Our minds and bodies are interconnected, so when suffering from mental health issues our body will feel the impact in more ways than one, and vice versa. Motivation, sleep, appetite, energy and response to exercise can be positively or negatively impacted by our emotional state. Research has shown that emotional states such as anxiety and depression can reduce the immune system and contribute to illnesses such as diabetes, stroke or heart attacks. Although we all handle stress differently it is to be expected that the beginnings of stress are noticed by the way we sit and hold ourselves. We need to take notice of all our physical responses as this is the body’s way of telling us we need to be aware.

Have you ever considered why so much muscular tension is held in our head, neck and shoulders? This occurs due to a reflex action to stress impacting on our body. Research has revealed that migraine and tension headaches are associated with muscular tension in the head, neck and shoulders. Stress has also been linked to lower back problems, particularly work-related stress. Your brain regulates your bodies temperature and heart rate, which is why your thoughts alone can get your heart racing and affect your body temperature. Body pain, particularly in vulnerable areas can be caused by stress, which is why pain can serve as an early warning system that you need to prioritize your overall well-being.

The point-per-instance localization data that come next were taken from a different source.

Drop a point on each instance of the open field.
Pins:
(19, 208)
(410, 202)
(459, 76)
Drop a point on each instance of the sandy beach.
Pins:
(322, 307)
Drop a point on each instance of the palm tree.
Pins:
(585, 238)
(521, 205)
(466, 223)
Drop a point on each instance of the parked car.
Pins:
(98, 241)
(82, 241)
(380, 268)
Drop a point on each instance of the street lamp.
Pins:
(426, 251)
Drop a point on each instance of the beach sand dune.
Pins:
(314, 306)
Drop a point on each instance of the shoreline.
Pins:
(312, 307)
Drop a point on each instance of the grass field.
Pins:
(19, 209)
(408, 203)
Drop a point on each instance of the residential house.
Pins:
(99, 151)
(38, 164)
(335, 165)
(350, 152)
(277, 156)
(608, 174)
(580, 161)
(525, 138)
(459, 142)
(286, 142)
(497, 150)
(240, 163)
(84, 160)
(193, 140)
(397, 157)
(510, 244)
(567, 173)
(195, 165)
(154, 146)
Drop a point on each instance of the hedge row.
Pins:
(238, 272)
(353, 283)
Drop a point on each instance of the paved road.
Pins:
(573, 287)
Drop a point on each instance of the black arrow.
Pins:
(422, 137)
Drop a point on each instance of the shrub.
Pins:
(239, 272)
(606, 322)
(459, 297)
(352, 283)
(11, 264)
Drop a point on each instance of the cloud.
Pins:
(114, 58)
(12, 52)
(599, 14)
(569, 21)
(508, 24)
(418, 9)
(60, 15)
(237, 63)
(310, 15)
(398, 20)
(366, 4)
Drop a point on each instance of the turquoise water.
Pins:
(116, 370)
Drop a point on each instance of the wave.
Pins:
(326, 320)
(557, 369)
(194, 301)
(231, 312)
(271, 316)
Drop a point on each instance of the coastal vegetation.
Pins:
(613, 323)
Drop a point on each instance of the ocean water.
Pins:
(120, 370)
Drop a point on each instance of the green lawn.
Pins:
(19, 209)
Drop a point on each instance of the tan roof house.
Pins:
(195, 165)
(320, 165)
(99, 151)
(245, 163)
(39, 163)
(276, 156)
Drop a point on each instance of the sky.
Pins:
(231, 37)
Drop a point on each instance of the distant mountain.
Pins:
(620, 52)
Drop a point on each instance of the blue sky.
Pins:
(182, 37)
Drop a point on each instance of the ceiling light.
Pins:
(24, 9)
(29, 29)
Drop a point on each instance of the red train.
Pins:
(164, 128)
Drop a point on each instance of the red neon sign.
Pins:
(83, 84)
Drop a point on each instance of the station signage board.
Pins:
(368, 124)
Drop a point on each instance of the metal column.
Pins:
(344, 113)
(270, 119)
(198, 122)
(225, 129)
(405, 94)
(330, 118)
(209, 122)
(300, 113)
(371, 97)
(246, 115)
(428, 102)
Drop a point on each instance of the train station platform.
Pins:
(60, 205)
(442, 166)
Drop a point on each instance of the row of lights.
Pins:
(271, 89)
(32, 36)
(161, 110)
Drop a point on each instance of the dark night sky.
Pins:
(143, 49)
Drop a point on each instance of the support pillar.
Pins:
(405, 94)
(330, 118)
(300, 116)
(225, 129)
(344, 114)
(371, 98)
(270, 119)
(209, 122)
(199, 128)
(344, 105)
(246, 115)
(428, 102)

Stress symptoms can affect feelings, thoughts, body and behaviour. Being able to recognise common stress symptoms can help you manage them. Some markers to look out for are:

  • Changes in eating habits
  • Low energy, tiredness or sleeping problems
  • Withdrawal from social situations
  • Feeling sad or down
  • Reduced ability to concentrate and confused thinking
  • Inability to cope with daily problems or stress
  • Feelings of guilt
  • Excessive fears or worries
  • Extreme mood changes
  • Relationship issues
  • Substance abuse
  • Excessive anger or hostility

 

 

There are factors within your control to modify and improve your mental health and overall well-being. First and foremost, nutrition will certainly affect your energy and state of mind. Having a healthy diet will help improve your mood. Exercise can have a significant impact on your physical and mental health. The long-term benefits from exercise are immediate and impact on both mind and body. Maintain a healthy social life. Strong social networks can play a key role in maintaining good health. Learn a new skill, take up a new hobby or join a club to meet new people. This is a great way to break up your day and lift your mood.

 

When your head isn’t in the right space, it can be exhausting for both your mind and body.

 

If you are struggling with stress or mental health issues it is advisable to seek help from a professional.